The concluding two papers comment on the relevance of Isocrates for the promotion of humanistic civic education today. Robert Hariman, while he does not believe that Isocrates can provide a successful model for civic education in the modern world, does discern aspects of Isocrates’ thought that might prove worth imitating. In particular, Hariman points to Isocrates’ insistence on morality in public life and his disdain for rhetoric when divorced from morality. In this context he compares Isocrates’ use of the print medium and the use of modern communications to tame democratic opinion. The non-authoritarian nature of Isocratean political education which fosters creative problem solving may be useful as an antidote for the doctrinaire. Isocrates’ insistence on aligning his paideia with Athenian cultural history is attractive as a way of preserving the best from society’s past. Hariman suggests that Isocrates’ emphasis on panhellenism might provide a model for international political co-operation in areas of ecological, cultural and political sustainability.
Michael Leff provides a critical overview including most of the papers in the book.
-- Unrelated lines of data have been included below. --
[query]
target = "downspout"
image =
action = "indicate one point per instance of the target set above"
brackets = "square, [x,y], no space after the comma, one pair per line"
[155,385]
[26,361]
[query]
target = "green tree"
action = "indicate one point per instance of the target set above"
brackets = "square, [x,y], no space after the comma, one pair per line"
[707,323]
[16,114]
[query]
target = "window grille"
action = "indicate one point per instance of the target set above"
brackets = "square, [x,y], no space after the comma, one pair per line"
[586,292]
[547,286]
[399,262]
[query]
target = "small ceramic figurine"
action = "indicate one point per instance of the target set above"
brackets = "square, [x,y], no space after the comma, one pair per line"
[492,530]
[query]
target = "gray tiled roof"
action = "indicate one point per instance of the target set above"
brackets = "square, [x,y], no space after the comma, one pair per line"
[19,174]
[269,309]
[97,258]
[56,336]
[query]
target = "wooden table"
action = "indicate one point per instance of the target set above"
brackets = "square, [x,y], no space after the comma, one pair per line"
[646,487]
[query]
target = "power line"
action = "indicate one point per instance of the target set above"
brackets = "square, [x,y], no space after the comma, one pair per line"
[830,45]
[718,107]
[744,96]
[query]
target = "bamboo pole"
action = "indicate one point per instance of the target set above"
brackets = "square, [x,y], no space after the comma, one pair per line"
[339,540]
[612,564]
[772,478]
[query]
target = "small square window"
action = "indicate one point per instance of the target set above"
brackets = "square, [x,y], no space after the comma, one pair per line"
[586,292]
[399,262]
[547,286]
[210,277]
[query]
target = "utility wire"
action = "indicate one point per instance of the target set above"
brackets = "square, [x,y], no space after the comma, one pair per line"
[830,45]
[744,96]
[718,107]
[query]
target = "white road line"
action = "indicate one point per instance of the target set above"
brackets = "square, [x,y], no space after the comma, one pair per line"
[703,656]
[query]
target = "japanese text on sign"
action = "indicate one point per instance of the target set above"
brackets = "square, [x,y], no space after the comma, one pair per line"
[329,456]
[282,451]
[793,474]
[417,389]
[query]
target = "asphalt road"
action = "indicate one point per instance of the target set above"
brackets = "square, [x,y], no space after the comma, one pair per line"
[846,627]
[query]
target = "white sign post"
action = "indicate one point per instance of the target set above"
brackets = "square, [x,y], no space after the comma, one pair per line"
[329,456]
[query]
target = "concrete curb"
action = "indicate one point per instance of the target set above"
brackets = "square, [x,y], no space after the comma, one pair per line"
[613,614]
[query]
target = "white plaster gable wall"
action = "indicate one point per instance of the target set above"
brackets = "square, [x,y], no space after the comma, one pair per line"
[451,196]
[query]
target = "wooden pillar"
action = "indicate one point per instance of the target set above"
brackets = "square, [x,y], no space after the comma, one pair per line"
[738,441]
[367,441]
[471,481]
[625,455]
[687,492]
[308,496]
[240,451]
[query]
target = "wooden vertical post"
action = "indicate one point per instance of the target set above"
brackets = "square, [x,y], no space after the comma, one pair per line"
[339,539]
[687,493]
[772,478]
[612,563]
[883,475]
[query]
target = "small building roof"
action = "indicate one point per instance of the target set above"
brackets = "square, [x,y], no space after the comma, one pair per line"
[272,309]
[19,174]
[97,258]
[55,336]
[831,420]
He is largely supportive of the contributors’ attempts to ‘refurbish’ [p.247] Isocrates as an authority figure for modern rhetoric studies, but acknowledges that the project requires more than a simple, straightforward reading of the texts as well as an amount of ‘good will’.3
Notes
1. Phaedo 82ab:
2. When Poulakos writes that ‘Isocrates provided no definitive standards that would control the ambiguity of doxa‘ (55), perhaps he underestimates the place Isocrates gave to traditional moral considerations in his educational programme, in particular to justice as a standard for judging actions, a standard that only rarely failed of success, and then due to a lack of oversight by the gods, as he stated at Panathenaicus 186-7 and elsewhere. Just as every action must conform to justice, so too must political discourse in order to be successful.
3. The book is remarkably free from oversights, but the following errors are noted. The reference on p.116 to ‘Navarro 1992’ does not appear in the Bibliography; ‘NE’ on p. 163 should read ‘EN’; p. 182 line 7 should read ‘practiced in their states’; p.238 line 6 has ‘aideia’ for ‘paideia’.